Une nouvelle règle pour les visas H-1B entrera en vigueur ce dimanche, imposant des frais annuels de 100 000 dollars. Mais les responsables de la Maison Blanche ont déclaré à Axios que les frais ne s'appliqueraient pas aux titulaires existants de visas valides rentrant aux États-Unis. Suite au texte du décret signé par le président Trump, certains avocats pensaient initialement que les nouveaux frais s'appliqueraient immédiatement à tous les titulaires actuels, les incitant à conseiller d'urgence à leurs clients de retourner aux États-Unis d'ici samedi sous peine de risquer d'être affectés.

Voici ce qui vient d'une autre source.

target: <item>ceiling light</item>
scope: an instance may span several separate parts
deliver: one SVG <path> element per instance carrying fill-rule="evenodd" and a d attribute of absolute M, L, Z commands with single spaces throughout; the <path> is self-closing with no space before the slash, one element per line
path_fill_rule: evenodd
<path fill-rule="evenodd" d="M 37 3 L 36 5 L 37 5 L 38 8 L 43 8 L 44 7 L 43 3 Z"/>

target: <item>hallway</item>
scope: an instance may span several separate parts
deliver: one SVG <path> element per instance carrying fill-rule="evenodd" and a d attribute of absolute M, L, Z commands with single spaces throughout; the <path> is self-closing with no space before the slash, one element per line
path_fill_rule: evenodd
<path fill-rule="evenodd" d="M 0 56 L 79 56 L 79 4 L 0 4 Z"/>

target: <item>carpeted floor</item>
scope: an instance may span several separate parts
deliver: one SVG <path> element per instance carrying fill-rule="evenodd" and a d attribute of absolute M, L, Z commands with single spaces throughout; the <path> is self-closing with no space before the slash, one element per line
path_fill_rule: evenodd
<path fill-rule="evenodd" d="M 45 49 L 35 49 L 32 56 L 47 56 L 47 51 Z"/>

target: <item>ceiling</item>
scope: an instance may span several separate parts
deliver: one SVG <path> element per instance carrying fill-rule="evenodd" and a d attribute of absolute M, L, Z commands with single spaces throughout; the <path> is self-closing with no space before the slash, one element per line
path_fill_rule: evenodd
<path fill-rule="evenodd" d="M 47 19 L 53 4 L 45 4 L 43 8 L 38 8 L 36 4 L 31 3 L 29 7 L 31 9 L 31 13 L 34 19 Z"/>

Vendredi soir, Trump a signé une ordonnance obligeant les titulaires de visa H-1B ou leurs entreprises sponsors à payer des frais annuels de 100 000 dollars pour le visa. Pour les principaux employeurs H-1B – des entreprises technologiques comme Microsoft, Amazon et la société d’externalisation Cognizant – cela pourrait signifier des milliards de dollars de nouvelles dépenses chaque année.
Le nouveau règlement entrera officiellement en vigueur dimanche à 00 h 01 HE. Cependant, selon les termes de la disposition, certains avocats estiment que les frais s'appliqueront à tous les titulaires de visa H-1B, y compris ceux qui ont été approuvés mais qui se trouvent temporairement hors des États-Unis pour diverses raisons.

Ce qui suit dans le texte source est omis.